RaNA Therapeutics Presents Data Supporting Gene Upregulation as Spinal Muscular Atrophy Treatment

RaNA Therapeutics recently released preclinical data on its gene upregulation technology, which selectively triggers gene expression within cells, as a treatment for spinal muscular atrophy (SMA). The data were given in a poster presentation at the recent Keystone Symposium for Chromatin and Epigenetics in British Columbia, Canada.

SMA, a major cause of infant mortality, results from mutations or deletions of SMN1 gene that encodes the protein SMN, important for the survival of motor neurons. SMN2 can compensate for SMN1 if its expression can be activated to produce functional protein. According to a press release, RaNA’s gene upregulation technology increased expression of the SMN protein  in preclinical models.

Titled “A gene upregulation technology that selectively activates genes by targeting PRC2-associated lncRNA,” the presentation addressed findings that a long non-coding RNA (lncRNA) recruits a gene-repressive complex (PRC2) to SMN2, ultimately leading in its repression. The use of a proprietary short oligonucleotide, however, prevented PRC2 from being recruited to SMN2. Data showed this resulted in increased SMN mRNA and protein levels in the cells of SMA patients.

“These data are exciting, as they pre-clinically validate our scientific approach to selectively upregulating gene expression to increase protein levels in the body for therapeutic benefit,” said Ron Renaud, chief executive officer for RaNA Therapeutics. “SMA is a devastating disease, and we are focused on rigorously exploring and advancing our oligonucleotide technology to develop treatment options that make a meaningful difference to patients.”

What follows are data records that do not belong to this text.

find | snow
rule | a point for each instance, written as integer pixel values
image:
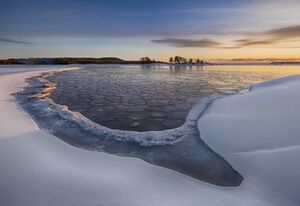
(39, 169)
(259, 134)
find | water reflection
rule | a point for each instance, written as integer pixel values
(151, 97)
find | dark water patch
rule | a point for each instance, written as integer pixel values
(137, 98)
(180, 149)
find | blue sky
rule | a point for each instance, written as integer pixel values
(133, 28)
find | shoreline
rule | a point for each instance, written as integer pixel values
(81, 177)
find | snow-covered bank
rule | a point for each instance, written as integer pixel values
(39, 169)
(259, 134)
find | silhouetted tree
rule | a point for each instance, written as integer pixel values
(145, 60)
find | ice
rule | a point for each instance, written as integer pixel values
(39, 169)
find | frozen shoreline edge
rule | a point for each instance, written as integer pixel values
(249, 193)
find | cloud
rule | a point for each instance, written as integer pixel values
(177, 42)
(271, 36)
(13, 41)
(284, 32)
(251, 42)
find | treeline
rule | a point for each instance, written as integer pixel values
(67, 60)
(182, 60)
(148, 60)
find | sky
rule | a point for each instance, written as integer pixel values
(130, 29)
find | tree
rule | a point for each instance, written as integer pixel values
(145, 60)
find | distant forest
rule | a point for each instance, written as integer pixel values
(67, 60)
(103, 60)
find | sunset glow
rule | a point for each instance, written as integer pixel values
(212, 30)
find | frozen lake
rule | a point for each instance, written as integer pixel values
(151, 98)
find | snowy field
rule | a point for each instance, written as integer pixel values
(256, 132)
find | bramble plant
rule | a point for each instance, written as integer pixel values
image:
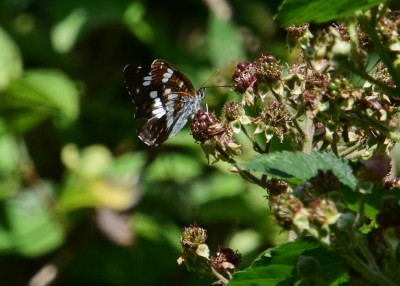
(320, 132)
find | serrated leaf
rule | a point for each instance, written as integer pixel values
(320, 11)
(277, 266)
(28, 226)
(287, 165)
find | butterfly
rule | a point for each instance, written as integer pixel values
(164, 96)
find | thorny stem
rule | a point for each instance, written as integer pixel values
(382, 53)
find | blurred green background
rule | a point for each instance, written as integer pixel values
(82, 200)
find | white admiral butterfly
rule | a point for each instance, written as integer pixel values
(164, 96)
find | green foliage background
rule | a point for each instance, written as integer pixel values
(82, 200)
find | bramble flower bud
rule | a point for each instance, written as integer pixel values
(223, 256)
(388, 215)
(307, 266)
(233, 111)
(205, 126)
(375, 168)
(193, 236)
(244, 77)
(325, 182)
(323, 212)
(294, 33)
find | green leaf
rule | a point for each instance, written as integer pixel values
(223, 41)
(290, 165)
(65, 34)
(320, 11)
(27, 225)
(41, 93)
(10, 60)
(277, 266)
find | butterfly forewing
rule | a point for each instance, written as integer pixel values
(164, 96)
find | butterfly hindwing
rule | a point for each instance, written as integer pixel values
(164, 96)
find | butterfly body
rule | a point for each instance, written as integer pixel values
(164, 96)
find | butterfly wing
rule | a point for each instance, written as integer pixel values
(162, 95)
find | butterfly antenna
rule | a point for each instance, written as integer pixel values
(204, 83)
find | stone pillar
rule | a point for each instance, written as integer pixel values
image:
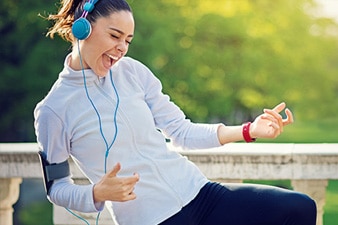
(316, 189)
(9, 194)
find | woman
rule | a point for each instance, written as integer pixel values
(105, 111)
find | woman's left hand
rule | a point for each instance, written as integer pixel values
(270, 124)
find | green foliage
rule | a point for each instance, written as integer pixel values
(218, 60)
(39, 213)
(228, 60)
(331, 206)
(29, 65)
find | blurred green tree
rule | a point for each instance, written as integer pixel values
(218, 60)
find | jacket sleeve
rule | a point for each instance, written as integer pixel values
(53, 140)
(170, 119)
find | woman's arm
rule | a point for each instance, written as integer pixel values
(270, 124)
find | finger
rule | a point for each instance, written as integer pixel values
(276, 116)
(279, 108)
(115, 170)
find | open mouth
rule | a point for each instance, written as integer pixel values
(110, 60)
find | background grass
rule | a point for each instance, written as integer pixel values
(324, 131)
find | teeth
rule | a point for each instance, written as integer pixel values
(113, 57)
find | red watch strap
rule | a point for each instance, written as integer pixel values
(246, 134)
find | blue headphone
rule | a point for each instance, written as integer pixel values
(81, 28)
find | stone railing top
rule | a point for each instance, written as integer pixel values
(231, 161)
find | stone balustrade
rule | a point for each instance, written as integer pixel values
(308, 166)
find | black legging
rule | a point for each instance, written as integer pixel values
(246, 204)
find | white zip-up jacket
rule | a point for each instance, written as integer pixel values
(67, 125)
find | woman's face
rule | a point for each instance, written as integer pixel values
(108, 42)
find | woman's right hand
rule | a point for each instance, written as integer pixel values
(113, 188)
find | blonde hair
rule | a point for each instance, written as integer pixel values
(71, 10)
(63, 20)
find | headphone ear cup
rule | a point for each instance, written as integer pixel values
(81, 28)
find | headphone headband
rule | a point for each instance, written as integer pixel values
(81, 28)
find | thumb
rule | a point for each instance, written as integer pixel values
(115, 170)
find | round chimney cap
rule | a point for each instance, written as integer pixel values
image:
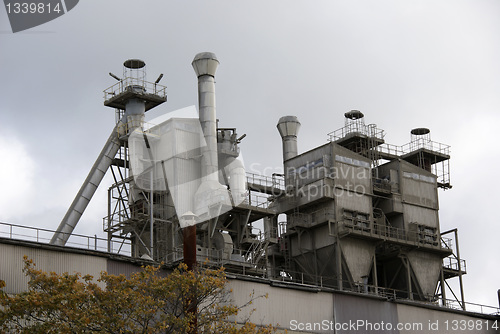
(420, 131)
(134, 63)
(205, 55)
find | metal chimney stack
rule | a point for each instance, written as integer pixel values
(288, 127)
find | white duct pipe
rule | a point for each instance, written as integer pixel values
(237, 180)
(87, 190)
(288, 127)
(210, 192)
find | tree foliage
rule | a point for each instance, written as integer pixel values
(145, 302)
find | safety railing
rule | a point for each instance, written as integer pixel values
(426, 144)
(332, 282)
(369, 130)
(275, 181)
(41, 235)
(364, 227)
(452, 263)
(130, 83)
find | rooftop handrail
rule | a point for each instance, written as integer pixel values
(275, 181)
(367, 130)
(122, 85)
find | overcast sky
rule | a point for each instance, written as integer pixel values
(404, 64)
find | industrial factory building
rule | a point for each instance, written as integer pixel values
(346, 239)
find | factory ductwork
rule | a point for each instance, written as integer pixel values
(210, 192)
(288, 127)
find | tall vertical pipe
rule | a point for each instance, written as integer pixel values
(205, 65)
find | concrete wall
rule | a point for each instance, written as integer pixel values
(299, 308)
(11, 264)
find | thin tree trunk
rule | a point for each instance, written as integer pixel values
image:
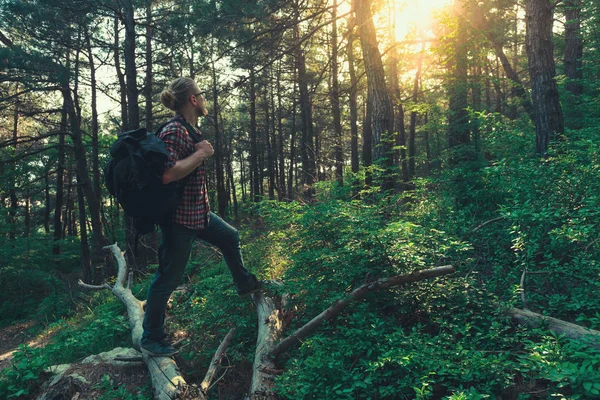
(378, 94)
(293, 141)
(86, 256)
(60, 172)
(47, 202)
(98, 238)
(254, 176)
(353, 100)
(121, 78)
(458, 128)
(219, 155)
(13, 181)
(94, 132)
(335, 99)
(368, 143)
(413, 119)
(538, 41)
(573, 46)
(281, 156)
(149, 65)
(133, 109)
(307, 146)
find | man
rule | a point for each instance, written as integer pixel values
(192, 219)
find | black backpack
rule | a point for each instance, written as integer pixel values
(134, 177)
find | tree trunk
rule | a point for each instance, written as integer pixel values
(292, 141)
(335, 99)
(269, 134)
(573, 46)
(254, 175)
(148, 80)
(307, 146)
(219, 155)
(133, 109)
(368, 142)
(538, 41)
(13, 180)
(94, 132)
(121, 77)
(60, 172)
(280, 154)
(353, 99)
(458, 118)
(378, 95)
(413, 119)
(47, 202)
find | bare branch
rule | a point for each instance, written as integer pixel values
(356, 294)
(590, 337)
(486, 223)
(212, 369)
(94, 287)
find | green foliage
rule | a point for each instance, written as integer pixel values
(110, 392)
(23, 374)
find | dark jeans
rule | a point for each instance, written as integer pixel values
(173, 255)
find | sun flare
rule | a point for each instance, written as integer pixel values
(415, 16)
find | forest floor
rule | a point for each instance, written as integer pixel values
(14, 335)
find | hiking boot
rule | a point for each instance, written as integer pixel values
(159, 349)
(252, 285)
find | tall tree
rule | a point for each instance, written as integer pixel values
(539, 18)
(573, 46)
(335, 98)
(378, 94)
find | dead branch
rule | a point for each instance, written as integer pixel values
(212, 369)
(270, 328)
(486, 223)
(570, 330)
(356, 294)
(522, 289)
(167, 381)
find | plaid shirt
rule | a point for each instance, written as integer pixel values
(193, 209)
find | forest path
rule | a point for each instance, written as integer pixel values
(14, 335)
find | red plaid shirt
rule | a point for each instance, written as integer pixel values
(193, 209)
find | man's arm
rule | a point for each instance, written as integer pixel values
(185, 166)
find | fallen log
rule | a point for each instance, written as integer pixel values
(356, 294)
(167, 382)
(590, 337)
(270, 326)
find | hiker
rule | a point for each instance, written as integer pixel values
(192, 219)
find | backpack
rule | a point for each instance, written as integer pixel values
(134, 177)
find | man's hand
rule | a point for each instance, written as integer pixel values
(204, 148)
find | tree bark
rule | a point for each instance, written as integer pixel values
(254, 175)
(458, 118)
(353, 99)
(378, 94)
(149, 66)
(413, 119)
(572, 331)
(60, 176)
(219, 155)
(573, 47)
(98, 238)
(94, 132)
(121, 78)
(13, 180)
(133, 109)
(538, 41)
(307, 139)
(335, 99)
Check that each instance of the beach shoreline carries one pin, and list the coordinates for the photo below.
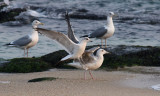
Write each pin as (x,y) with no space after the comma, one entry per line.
(71,83)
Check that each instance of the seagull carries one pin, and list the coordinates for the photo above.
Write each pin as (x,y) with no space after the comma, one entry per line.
(105,31)
(29,40)
(75,50)
(88,61)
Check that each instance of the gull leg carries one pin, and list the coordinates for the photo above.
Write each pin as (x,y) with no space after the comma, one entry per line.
(91,74)
(105,43)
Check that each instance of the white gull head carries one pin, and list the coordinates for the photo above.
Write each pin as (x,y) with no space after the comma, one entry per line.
(36,23)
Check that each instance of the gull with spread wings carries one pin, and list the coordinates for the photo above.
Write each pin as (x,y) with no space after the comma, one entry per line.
(75,50)
(88,61)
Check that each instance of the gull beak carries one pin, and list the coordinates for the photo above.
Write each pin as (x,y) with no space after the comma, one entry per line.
(41,23)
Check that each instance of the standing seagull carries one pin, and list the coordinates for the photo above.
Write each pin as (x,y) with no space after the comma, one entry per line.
(27,41)
(105,31)
(88,61)
(75,50)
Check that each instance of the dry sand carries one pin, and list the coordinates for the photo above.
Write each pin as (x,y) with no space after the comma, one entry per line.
(70,83)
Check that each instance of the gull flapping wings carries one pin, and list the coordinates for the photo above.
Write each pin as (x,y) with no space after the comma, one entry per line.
(60,38)
(21,41)
(87,55)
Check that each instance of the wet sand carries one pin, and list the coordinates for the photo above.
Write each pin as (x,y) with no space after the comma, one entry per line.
(71,83)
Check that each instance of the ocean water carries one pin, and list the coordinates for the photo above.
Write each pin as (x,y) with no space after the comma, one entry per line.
(137,23)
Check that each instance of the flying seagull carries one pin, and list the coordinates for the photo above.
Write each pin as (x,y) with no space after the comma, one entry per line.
(88,61)
(75,50)
(105,31)
(27,41)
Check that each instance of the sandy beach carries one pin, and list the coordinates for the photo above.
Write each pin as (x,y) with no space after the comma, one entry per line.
(71,83)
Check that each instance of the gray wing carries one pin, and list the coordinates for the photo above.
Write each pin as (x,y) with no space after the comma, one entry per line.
(98,33)
(60,38)
(22,41)
(88,56)
(70,31)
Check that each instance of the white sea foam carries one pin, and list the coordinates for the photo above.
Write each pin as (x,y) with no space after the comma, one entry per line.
(156,87)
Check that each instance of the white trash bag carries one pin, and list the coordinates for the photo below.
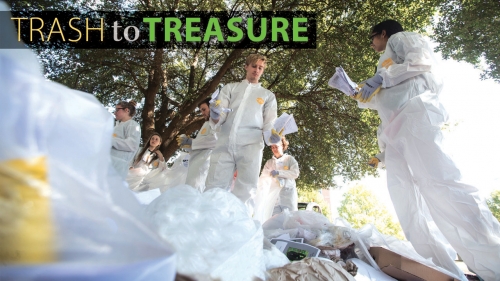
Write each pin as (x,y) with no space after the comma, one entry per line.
(65,214)
(211,232)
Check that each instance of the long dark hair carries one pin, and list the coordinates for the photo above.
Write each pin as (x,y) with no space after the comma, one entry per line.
(146,146)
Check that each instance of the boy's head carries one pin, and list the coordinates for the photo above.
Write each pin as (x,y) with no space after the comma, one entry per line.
(254,66)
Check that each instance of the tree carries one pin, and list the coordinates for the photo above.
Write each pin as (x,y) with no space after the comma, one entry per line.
(359,207)
(335,137)
(494,204)
(470,31)
(315,196)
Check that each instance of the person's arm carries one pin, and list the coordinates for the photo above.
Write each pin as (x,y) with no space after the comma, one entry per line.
(224,97)
(293,170)
(268,167)
(414,57)
(206,138)
(131,140)
(270,112)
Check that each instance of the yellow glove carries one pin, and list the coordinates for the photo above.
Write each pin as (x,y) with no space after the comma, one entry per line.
(184,141)
(275,136)
(359,95)
(374,162)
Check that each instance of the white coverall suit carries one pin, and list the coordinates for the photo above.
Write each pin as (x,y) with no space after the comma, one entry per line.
(288,170)
(125,142)
(240,140)
(423,181)
(199,160)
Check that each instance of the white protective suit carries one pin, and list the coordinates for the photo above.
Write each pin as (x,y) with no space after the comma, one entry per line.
(146,174)
(199,160)
(240,140)
(126,137)
(277,193)
(177,173)
(424,183)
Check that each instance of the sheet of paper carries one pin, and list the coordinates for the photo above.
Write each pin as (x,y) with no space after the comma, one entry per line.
(341,81)
(281,245)
(285,236)
(285,121)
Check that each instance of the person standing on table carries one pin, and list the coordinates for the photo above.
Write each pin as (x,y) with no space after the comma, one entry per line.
(201,149)
(285,169)
(126,137)
(242,113)
(423,181)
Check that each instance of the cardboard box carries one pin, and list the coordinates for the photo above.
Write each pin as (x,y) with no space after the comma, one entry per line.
(405,269)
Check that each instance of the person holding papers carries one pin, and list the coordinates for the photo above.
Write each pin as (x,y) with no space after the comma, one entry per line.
(252,111)
(201,149)
(284,170)
(126,137)
(423,181)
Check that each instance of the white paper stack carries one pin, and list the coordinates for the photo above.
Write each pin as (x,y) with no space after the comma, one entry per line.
(342,82)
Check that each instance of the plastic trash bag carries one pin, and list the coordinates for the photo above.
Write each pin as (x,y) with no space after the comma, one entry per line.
(315,228)
(211,232)
(65,213)
(310,269)
(268,191)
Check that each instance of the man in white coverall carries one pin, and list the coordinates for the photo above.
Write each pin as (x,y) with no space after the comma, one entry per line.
(201,149)
(244,112)
(423,181)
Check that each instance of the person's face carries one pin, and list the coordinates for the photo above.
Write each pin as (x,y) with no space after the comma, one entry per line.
(254,71)
(277,150)
(154,141)
(379,41)
(121,112)
(205,110)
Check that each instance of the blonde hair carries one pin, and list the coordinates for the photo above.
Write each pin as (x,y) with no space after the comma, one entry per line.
(252,58)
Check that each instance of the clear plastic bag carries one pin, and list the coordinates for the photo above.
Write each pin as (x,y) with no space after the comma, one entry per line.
(211,232)
(55,147)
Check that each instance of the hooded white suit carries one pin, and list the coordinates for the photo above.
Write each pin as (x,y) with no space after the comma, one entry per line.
(433,206)
(240,142)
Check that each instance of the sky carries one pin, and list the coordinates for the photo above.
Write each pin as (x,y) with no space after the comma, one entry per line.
(474,143)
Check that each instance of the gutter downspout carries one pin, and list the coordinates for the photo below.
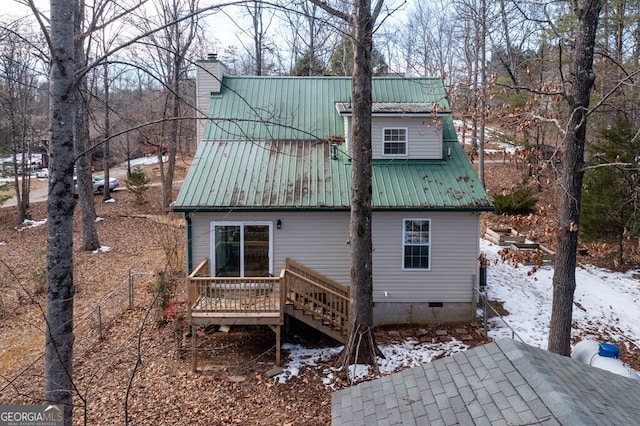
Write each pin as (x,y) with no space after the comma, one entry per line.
(189,255)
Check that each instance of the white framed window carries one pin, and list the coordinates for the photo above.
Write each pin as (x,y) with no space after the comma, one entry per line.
(242,249)
(394,141)
(416,244)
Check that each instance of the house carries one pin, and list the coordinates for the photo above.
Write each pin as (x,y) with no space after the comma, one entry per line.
(501,383)
(269,190)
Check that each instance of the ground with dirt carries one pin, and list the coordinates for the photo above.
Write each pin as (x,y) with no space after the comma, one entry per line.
(139,370)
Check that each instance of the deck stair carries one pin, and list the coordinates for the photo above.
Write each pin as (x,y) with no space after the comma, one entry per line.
(316,300)
(299,292)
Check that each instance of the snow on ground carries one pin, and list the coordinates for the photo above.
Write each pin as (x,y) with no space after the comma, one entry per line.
(605,304)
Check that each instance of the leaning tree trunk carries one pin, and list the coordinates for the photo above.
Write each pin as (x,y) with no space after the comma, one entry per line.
(361,347)
(90,239)
(564,277)
(59,315)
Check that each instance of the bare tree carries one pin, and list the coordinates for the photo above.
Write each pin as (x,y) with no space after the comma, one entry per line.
(19,62)
(170,48)
(84,187)
(564,276)
(59,316)
(362,347)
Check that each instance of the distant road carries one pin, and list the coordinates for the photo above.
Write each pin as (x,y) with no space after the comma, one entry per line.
(40,194)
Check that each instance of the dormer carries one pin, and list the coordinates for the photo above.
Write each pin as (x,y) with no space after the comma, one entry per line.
(209,74)
(401,130)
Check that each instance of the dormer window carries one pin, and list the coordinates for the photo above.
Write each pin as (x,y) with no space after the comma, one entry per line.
(394,141)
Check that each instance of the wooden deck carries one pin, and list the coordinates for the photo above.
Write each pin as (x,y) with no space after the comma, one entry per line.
(298,291)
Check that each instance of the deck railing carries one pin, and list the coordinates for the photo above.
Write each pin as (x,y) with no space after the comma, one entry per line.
(232,294)
(315,294)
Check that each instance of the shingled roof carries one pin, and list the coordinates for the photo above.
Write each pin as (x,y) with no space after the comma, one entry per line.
(501,383)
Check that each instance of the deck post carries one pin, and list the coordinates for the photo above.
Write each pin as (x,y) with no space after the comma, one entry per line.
(278,332)
(194,361)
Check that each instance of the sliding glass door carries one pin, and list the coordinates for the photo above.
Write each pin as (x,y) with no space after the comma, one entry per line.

Other results of RaNA’s oligonucleotide technology presented include:

• Observation of sustained duration of action by oligonucleotides with comprehensive bioavailability
• Analysis of the genome after oligonucleotide therapy revealed highly specific activity
• Single molecule RNA-FISH data indicated that the lncRNA functions in cis and that a treatment based in oligonucleotide does not disrupt localization of lncRNA, and is further evidence of its specificity

Balkrishen Bhat, PhD, RaNA’s vice president of Chemistry, will present these and other findings at the HealthTech’s Oligonucleotide Therapeutics and Delivery Conference on April 5, 2016, in Cambridge, Massachusetts. Dr. Bhat will also introduce in vitro and in vivo proof of concept of the company’s mRNA stabilization platform to enhance the half-life and upregulation of mRNA and protein.

SMA affects about 1 in every 6,000 to 10,000 people. Its primary symptom is loss of motor function, likely caused by early motor neuron loss.